Speed isn’t everything. A 2.3 notchback still isn’t a soccer mom crossover SUV
That 2.3 notchback was described by Ford as a 2 door sedan. Not a notchback. Keyword being sedan. I don’t like it either but this SUV thing is the wave of the future. Kids today aren’t going to understand why it is cool to have ask the front seat occupants to get out and tip the seats forward so that they can get out of the back seat that was made for Willie Wonka’s Oompa Loompa’s. Like the rumble seat, the two door coupe had its time and its is mostly past.
So 2-door coupes are outmoded therefore the Mustang has to grow 10” in height and adopt SUV practicality and proportions? There’s not going to be anything special about the Mach E when the Explorer, Escape et al inevitably go electric as well, think kids will understand the allure of the Mustang nameplate when it’s just some generic family car? It’s doomed either way, let it die with dignity.
Also Ford didn’t initially refer to the notchback as a sedan in any of the literature, the 97 Brochure refers to it as a coupe and describes the bodystyles simply as “2-door” and “3-door”. Only around 1987 did Ford start arbitrarily referring to it as a sedan.
Let it die? Now, why would Ford do that? They’re in business to make money by offering what they reckon people will buy. They appear to have reckoned correctly on this one; the Mustang Mach-E is selling briskly enough to moot complaints from a few old-car enthusiasts that this is somehow not a ‘real’ Mustang.
See also: Eeeeeeee, that’s not a real Charger; it has four doors, eeeeeeee!
Charger is still a sedan with a normal trunk. If it were a Tesla model Y clone masquerading as a Dodge Charger, then yes, Eeeeeeee!
I love this new world of business where if it were popular enough the hip Bronco name could be applied to a Miata like tiny roadster if that were suddenly the next hot segment. Ford should have just called the original Mustang a Galaxie 260 for that matter, what fools! They could have created a sub brand!
In 1964 the Ford Galaxie had a little over 5 years of brand equity behind it. Hardly legendary. In 2022, the Ford Mustang has eclipsed all other car based Ford models easily, with over a 50 year production run. It takes equity like that to create a sub brand. Too bad that Ford didn’t figure this stuff out before they took the Thunderbird out to be euthanized.
I bought an 87 LX 4cyl 5speed hatch new in June 87. It took a year or two for me to realize just how slow it was, since it replaced a well worn 76 Ford Courier.
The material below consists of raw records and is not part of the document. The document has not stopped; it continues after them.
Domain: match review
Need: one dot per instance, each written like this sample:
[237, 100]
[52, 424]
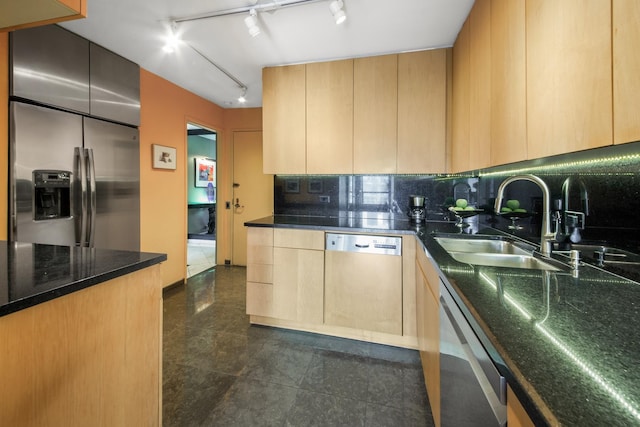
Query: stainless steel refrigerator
[75, 180]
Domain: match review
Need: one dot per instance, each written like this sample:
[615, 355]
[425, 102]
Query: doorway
[201, 199]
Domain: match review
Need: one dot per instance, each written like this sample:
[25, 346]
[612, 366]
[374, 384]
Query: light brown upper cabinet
[480, 85]
[461, 102]
[330, 117]
[375, 115]
[284, 119]
[508, 82]
[626, 69]
[422, 108]
[569, 84]
[31, 13]
[375, 107]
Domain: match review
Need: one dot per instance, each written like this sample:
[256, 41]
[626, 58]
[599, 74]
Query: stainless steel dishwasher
[472, 391]
[363, 282]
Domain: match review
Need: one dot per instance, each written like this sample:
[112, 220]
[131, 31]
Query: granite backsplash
[602, 183]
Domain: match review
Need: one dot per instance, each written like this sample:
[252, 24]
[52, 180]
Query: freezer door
[41, 139]
[116, 156]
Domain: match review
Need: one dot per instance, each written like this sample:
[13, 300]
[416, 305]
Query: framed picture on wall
[205, 172]
[164, 157]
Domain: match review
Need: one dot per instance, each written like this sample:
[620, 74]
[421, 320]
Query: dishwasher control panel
[364, 243]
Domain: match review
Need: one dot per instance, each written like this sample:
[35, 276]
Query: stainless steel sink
[494, 253]
[492, 246]
[503, 260]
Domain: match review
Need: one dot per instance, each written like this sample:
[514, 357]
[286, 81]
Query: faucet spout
[546, 236]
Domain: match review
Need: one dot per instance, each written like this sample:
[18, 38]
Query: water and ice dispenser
[52, 194]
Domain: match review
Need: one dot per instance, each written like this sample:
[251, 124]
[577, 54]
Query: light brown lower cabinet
[298, 275]
[428, 323]
[260, 271]
[90, 358]
[287, 288]
[355, 301]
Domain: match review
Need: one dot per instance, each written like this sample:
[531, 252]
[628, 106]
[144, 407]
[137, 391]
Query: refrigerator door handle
[81, 179]
[91, 171]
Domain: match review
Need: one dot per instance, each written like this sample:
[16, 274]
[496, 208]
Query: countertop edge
[83, 283]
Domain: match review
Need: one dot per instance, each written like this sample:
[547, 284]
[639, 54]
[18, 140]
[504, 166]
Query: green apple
[513, 204]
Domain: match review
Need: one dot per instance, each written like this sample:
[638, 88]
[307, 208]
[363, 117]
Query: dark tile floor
[221, 371]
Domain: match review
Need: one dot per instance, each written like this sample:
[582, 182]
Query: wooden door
[252, 190]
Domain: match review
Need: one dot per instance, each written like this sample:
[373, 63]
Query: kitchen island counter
[567, 343]
[82, 336]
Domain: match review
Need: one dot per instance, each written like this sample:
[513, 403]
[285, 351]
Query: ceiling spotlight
[336, 7]
[251, 22]
[242, 98]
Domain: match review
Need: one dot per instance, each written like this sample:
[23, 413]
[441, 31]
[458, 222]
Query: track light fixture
[251, 22]
[172, 41]
[336, 7]
[242, 98]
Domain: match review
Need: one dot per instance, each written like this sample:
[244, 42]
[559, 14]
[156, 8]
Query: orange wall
[165, 111]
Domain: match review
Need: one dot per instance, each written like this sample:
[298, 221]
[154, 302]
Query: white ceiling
[137, 30]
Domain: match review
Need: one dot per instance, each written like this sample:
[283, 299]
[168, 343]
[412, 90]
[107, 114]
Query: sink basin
[494, 253]
[492, 246]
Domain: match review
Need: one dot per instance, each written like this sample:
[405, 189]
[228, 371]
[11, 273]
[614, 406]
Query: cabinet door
[375, 112]
[626, 69]
[260, 271]
[480, 85]
[569, 88]
[508, 83]
[364, 291]
[422, 107]
[284, 120]
[330, 117]
[298, 285]
[460, 100]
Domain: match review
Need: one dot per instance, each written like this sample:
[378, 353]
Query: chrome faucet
[546, 236]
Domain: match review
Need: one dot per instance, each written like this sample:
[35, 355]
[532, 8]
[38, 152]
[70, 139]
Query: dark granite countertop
[568, 346]
[31, 274]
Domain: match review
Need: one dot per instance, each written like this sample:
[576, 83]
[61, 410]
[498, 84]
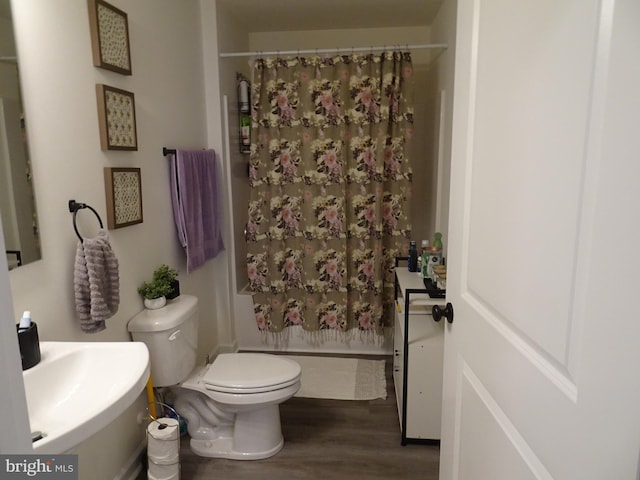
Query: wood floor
[329, 439]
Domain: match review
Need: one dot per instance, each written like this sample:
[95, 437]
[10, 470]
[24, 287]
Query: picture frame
[123, 190]
[109, 37]
[117, 118]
The Mustang was a good car, very reliable and running perfectly when I sold it 9 years and 110,000 miles later. The only issue was with the paint: It was a deep blue metallic, and some of the blue dye seemed to bleed on top of the metallic, leaving lots of 1/4″ dark blue blotches all over it.
Craig, I do remember Mustangs of our era that were of dark colors having issues with blotchy paint. I was glad mine was “Oxford White”, for that matter. I remember the burgundy color being one of the worst offenders, with large blotches of paint on the horizontal surfaces worn off.
Mechanically, my ’88 2.3L was pretty rock solid. A/C issues aside (which were fixed), I needed a new belt tensioner at some point, and the rag joint where the rack met the pinion disintegrated (try expressway driving with that issue!), but that was also fixed. It was a slow, usable, fun-to-drive car that served me well and looked pretty good while doing it.
I too pile the Sedan/Coupe with trunk looks .
Too bad you found it too slow, was it marketed to older people perhaps ? .
-Nate
I had a ‘94 Ranger with that same godforsaken 2.3. I tried everything to either get a little more power, or at least a little more MPG out of it. All lead to no difference. It CAN go slower though…. In reverse!
Missed your article until now. Had a 1990 4 cylinder automatic. Every other 4 cylinder/automatic car I had was a hot rod by comparison.
A V6 would’ve been tolerable. Never understood why it wasn’t offered. The 3.8 lived on a lot longer, and you also had the Vulcan 3.0.